İzmir Tenisini tanıyalım…

Tenis’in İstanbul dan sonra en çok gelişmiş olduğu şehir, pek bilinmiyorsa da İzmir’dir. İzmir’de Tenis, asrın başında hemen İstanbul’un arkasından Levantenlerle başlamıştır. 1924 de ilk tenis federasyonu, Kulüplerden TED ise 1940’ta, ayni yıl Ankara Tenis Kulübü 1941’de ise İzmir Kültürpark Tenis Kulübü kurulmuştur. İzmir, tenis’in duayenleri Jim GİRAUD’ların, Vefa BOROVALI’ların, Hayri ŞEN’lerin, Turan TEZOL’ların, senelerin İzmir şampiyonu Beliğ BELER’lerin, Nazmi BARİ’den sonra uzun yıllar Türk tenis’in senelerce tek şampiyonu Ziya KIPKIZIÖRENLİ’lerin kenti.
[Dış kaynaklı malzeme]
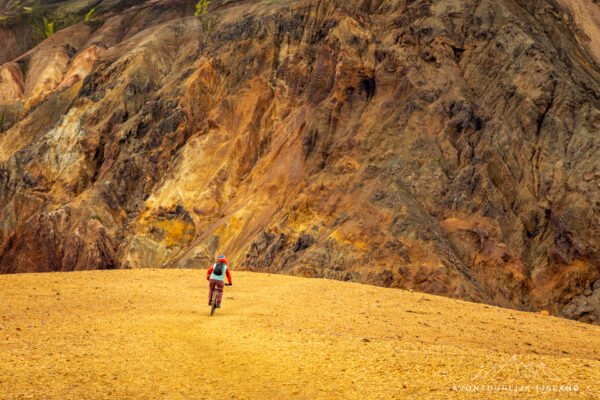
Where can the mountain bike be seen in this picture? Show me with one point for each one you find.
(214, 299)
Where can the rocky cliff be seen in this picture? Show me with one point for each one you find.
(451, 146)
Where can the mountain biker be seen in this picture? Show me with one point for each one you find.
(216, 276)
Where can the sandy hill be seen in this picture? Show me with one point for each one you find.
(146, 334)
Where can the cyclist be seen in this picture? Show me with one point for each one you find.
(216, 276)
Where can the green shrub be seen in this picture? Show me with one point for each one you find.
(89, 15)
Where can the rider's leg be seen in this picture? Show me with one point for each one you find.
(220, 285)
(211, 288)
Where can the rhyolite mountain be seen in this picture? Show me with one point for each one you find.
(450, 146)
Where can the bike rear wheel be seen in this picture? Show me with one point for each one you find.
(214, 302)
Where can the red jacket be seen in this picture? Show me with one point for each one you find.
(226, 273)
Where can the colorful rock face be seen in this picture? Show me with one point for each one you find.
(450, 147)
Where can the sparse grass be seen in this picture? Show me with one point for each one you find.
(202, 7)
(146, 334)
(89, 15)
(48, 28)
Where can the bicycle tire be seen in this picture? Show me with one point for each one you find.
(214, 302)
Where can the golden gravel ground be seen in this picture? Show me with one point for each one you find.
(146, 334)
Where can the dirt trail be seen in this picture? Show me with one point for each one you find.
(146, 334)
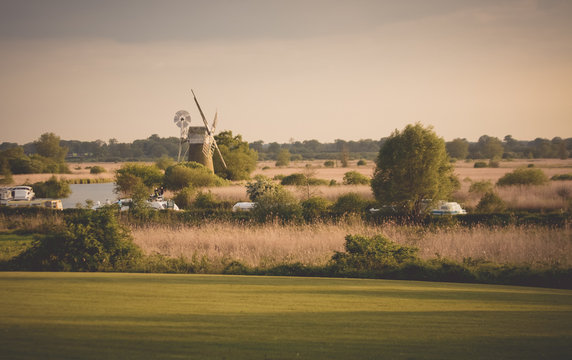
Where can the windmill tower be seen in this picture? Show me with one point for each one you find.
(200, 139)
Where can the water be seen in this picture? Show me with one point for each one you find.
(96, 192)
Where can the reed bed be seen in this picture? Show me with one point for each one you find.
(314, 244)
(238, 193)
(555, 195)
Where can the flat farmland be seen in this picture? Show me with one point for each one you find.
(149, 316)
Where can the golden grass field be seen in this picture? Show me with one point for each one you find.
(314, 244)
(543, 197)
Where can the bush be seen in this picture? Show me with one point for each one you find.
(53, 188)
(184, 198)
(491, 203)
(277, 204)
(523, 176)
(87, 241)
(355, 178)
(164, 162)
(481, 187)
(283, 158)
(187, 174)
(372, 254)
(294, 179)
(350, 203)
(96, 170)
(315, 208)
(261, 186)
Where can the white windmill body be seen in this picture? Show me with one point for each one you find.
(201, 141)
(183, 121)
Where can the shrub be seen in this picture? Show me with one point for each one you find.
(294, 179)
(314, 208)
(53, 188)
(491, 203)
(96, 170)
(87, 241)
(355, 178)
(184, 198)
(561, 177)
(371, 254)
(164, 162)
(283, 158)
(190, 174)
(277, 204)
(523, 176)
(350, 203)
(261, 186)
(481, 187)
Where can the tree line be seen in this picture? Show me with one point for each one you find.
(487, 147)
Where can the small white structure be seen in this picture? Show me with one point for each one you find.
(243, 206)
(17, 193)
(448, 208)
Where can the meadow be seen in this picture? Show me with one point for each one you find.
(153, 316)
(268, 245)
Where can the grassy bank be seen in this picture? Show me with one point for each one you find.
(136, 316)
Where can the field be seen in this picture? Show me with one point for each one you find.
(547, 197)
(314, 244)
(143, 316)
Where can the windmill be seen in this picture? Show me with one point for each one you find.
(183, 121)
(200, 139)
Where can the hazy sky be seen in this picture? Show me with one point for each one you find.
(278, 70)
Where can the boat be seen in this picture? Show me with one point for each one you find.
(55, 204)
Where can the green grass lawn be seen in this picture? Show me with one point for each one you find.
(150, 316)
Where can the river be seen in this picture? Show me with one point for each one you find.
(96, 192)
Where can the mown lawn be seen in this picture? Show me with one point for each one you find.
(151, 316)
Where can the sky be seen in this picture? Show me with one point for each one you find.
(285, 70)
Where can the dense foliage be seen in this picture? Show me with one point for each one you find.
(413, 167)
(240, 159)
(87, 241)
(193, 174)
(523, 176)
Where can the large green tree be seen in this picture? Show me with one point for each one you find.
(413, 170)
(458, 148)
(48, 145)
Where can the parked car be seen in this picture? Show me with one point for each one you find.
(448, 208)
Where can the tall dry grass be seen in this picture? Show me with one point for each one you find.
(314, 244)
(555, 195)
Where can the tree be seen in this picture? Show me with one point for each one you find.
(48, 145)
(490, 147)
(240, 159)
(411, 168)
(458, 148)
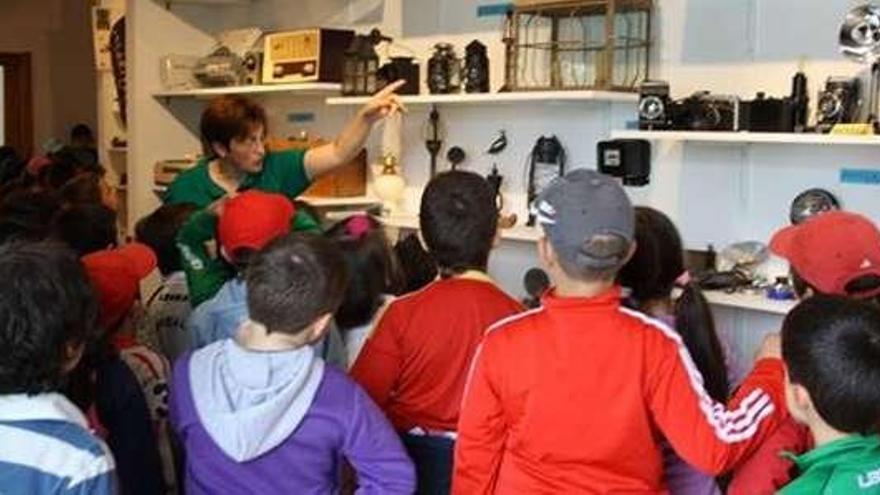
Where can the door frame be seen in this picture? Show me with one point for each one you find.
(18, 102)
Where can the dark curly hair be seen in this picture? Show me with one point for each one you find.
(46, 304)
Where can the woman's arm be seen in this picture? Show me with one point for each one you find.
(348, 143)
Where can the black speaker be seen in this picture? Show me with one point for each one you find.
(654, 105)
(629, 159)
(253, 68)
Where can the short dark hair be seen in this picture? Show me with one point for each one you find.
(831, 346)
(229, 117)
(86, 227)
(159, 229)
(294, 280)
(459, 219)
(373, 268)
(46, 303)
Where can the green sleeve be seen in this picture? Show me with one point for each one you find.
(204, 275)
(303, 222)
(289, 172)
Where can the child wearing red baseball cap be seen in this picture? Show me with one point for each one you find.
(836, 254)
(128, 379)
(575, 396)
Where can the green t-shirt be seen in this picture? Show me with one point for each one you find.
(283, 172)
(850, 465)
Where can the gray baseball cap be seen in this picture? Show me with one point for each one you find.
(579, 206)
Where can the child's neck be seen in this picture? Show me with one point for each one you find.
(568, 287)
(824, 434)
(256, 337)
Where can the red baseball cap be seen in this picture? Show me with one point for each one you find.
(116, 275)
(831, 250)
(252, 219)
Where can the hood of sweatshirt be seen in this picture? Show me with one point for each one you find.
(250, 402)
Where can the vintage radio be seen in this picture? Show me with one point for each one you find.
(308, 55)
(348, 181)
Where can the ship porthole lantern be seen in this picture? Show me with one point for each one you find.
(476, 68)
(360, 66)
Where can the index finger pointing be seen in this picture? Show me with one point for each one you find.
(387, 90)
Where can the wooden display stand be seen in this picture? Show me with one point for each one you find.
(345, 182)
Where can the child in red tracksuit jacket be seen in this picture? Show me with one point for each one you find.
(834, 253)
(573, 397)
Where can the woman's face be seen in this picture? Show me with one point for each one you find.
(246, 153)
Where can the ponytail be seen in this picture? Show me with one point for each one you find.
(694, 322)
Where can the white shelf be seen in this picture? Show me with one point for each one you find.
(519, 233)
(749, 301)
(294, 88)
(330, 202)
(499, 98)
(749, 137)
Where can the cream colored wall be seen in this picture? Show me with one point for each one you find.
(57, 33)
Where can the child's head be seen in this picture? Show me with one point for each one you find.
(295, 284)
(86, 227)
(652, 273)
(588, 222)
(89, 187)
(658, 260)
(116, 275)
(833, 253)
(48, 312)
(372, 266)
(831, 348)
(251, 220)
(459, 221)
(158, 230)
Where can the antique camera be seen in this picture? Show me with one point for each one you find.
(765, 114)
(703, 111)
(629, 159)
(654, 105)
(838, 103)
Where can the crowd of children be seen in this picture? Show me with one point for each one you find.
(312, 361)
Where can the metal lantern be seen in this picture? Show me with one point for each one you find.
(577, 44)
(359, 67)
(476, 68)
(444, 70)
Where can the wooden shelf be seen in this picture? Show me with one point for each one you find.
(305, 89)
(749, 137)
(331, 202)
(499, 98)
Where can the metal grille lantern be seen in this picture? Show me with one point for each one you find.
(577, 45)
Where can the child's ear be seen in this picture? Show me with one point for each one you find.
(220, 149)
(72, 354)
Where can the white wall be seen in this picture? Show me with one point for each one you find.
(58, 35)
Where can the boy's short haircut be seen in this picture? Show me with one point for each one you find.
(86, 227)
(294, 280)
(589, 221)
(46, 304)
(831, 346)
(230, 117)
(159, 231)
(459, 220)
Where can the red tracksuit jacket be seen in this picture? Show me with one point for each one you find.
(573, 398)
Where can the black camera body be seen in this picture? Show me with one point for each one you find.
(765, 114)
(654, 102)
(838, 103)
(703, 111)
(629, 159)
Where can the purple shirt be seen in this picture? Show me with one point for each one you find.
(341, 423)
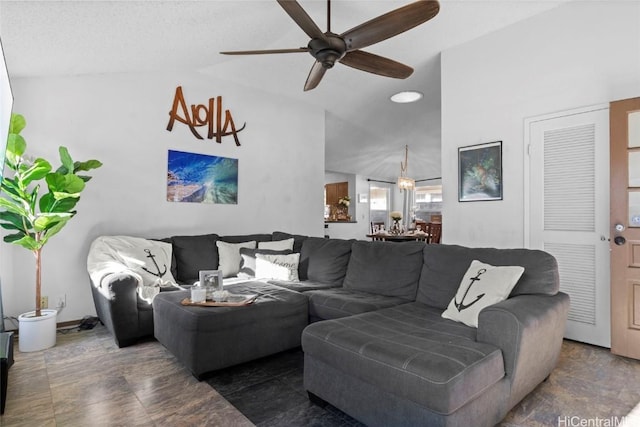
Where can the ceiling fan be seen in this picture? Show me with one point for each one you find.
(328, 47)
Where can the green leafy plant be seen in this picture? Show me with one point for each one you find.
(31, 218)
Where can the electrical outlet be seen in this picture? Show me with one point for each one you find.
(61, 301)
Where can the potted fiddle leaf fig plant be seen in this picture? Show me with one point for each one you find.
(32, 219)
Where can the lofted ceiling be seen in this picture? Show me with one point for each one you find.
(365, 132)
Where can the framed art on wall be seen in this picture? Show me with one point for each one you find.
(480, 172)
(200, 178)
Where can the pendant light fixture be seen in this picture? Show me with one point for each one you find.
(404, 182)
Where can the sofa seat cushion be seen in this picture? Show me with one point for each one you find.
(339, 302)
(301, 286)
(409, 351)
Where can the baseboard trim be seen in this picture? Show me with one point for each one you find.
(59, 325)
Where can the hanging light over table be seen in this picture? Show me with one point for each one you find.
(404, 182)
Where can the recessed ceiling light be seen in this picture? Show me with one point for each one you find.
(406, 96)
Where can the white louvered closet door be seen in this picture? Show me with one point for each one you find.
(568, 212)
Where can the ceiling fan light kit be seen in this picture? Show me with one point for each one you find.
(328, 48)
(406, 97)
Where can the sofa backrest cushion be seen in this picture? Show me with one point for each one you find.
(385, 268)
(246, 238)
(324, 260)
(194, 253)
(297, 239)
(445, 265)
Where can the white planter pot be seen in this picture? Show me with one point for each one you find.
(37, 333)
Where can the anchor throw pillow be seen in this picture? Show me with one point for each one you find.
(482, 285)
(277, 267)
(151, 259)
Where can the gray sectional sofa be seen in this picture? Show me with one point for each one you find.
(377, 346)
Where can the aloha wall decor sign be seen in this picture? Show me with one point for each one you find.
(210, 115)
(480, 169)
(199, 178)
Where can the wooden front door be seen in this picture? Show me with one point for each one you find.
(625, 227)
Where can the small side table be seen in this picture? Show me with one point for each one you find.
(6, 360)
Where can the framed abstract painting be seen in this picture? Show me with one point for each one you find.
(480, 172)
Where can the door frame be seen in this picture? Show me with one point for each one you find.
(526, 160)
(601, 330)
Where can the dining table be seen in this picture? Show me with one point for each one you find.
(404, 237)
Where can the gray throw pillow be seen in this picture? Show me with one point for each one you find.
(385, 268)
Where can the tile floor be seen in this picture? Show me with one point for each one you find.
(87, 380)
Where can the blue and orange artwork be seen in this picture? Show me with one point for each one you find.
(199, 178)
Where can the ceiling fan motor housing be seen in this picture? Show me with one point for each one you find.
(327, 51)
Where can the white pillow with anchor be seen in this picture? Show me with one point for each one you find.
(482, 285)
(150, 259)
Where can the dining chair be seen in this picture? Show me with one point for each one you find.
(434, 232)
(376, 224)
(422, 224)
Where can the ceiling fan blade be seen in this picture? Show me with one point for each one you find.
(390, 24)
(265, 52)
(315, 75)
(304, 21)
(376, 64)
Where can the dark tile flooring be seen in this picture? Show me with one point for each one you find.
(269, 392)
(86, 380)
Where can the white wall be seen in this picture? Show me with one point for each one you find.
(121, 120)
(580, 54)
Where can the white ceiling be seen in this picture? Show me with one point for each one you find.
(365, 132)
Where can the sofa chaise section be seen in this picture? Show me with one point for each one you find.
(406, 365)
Bu duayenleri şimdi, pırıl pırıl gençlerimizle, yaşlanmayan Veteranlarımız takip ediyor.

İzmir’liler batının penceresi olmalarına rağmen, biraz içlerine kapanık, fazlaca da mütevazi dirler.

Halbuki 2000 yılında Türkiye Şampiyonu Kulüp: Kültürpark, İzmir’den;

Gençlerde bir çok finalist ve yeni ümitler; büyüklerde Mustafa AZKARA, hep İzmir’den;

Veteranlar da ise birçok kategoride yine İzmir’den çıkmış…

Bu gün, daima örnek aldığımız, ve örnek gösterdiğimiz Veteranlardan söz edeceğiz.

Evet, İzmir’li Veteranlar 1990’larda yapılan BAROMETRE turnuvaları ile Türk veteran tenisini tanımaya, yaş kategorilerini öğrenmeye ve Türkiye çapında kendilerini göstermeye başladılar.

Her kulüpte veteran faaliyetleri, her kulübün kendi anlayışına göre yapılmaktaydı.
1987’de İstanbul’da kurulan VTB’den sonra, VTB’nin küçük kuzeni gibi ve onunla yakın işbirliği içinde çalışacak ETV – Egeli Tenis Veteranları derneğinin İzmir’de çok geniş bir katılımla 1993’te kurulması gereği duyuldu. ETV senelerce Veteranlık olgusunu İzmir’e hatta EGE Bölgesine yayma gayreti içinde çırpındı durdu. ETV bugün Türkiye’de kendine ait kortları ve kulübü olan ilk Veteran Derneğidir.
Veteranlığın önemi, çocukluk ve performans tenisinden sonra çok uzun süre yapılabilecek bir spor olmasından kaynaklanmaktadır. Ve Veteran, maalesef çoğu maymun iştahlı olan gençlere en kolay ve iyi örnek olacak kişidir. Çünkü fırsat buldukça kortlarda onları görürsünüz ve yaşlarının performansıyla müsabaka zevkini almaya devam ettikleri gibi, bu zevki etraflarına tattırırlar.

İzmir, tabiat itibariyla Tenis’e çok elverişli bir kentimizdir: Mevcut Kültürpark, Karşıyaka, Ege Üniversitesi, İZTİK, Göztepe, Buca ve Muhafız gücü yanında Küçük kulüp, Sport International, Atlı Spor, Balçova termal tesisleri (Şimdiki Crea Club), Bostanlı, Çeşme Tenis, Ege Tenis Eğitim Vakfı, ETV- Egeli Tenis Veteran derneği spor kulübü ve UTEM’in 82 civarında kortu ve belediyelerin yaptırdığı ve yönettiği sayısını bilemediğim tenis kortlarıyla çokta fakir sayılmaz. Ancak kapalı kort bakımından çok zayıf: yalnız 8 kort var. 50- 60’lı yıllarda toprak kortlar eylül – mart ayları arasında kapatılırken, bugün talebin artması, bakımın gelişmesi ve modern kortlar ve ışıklandırma sayesinde neredeyse 320 gün, gece gündüz tenis oynanmaktadır.

Tenis sosyal bir yaşam tarzıdır; tenis bir ayrıcalıktır, bu ayrıcalık insan’a kortta, soyunma odasında, cemiyettte mutluluk verir, haz verir; tenis sürekliliktir; tenis canlılıktır, çünkü tenisçi hiç bir yerde YALNIZ kalmaz; tenis yalnız kortlarda oynanmaz, seyredilir, konuşulur, yaşanır, düşünülür ve okunur. Bol tenisli ve mutlu günler dilerim.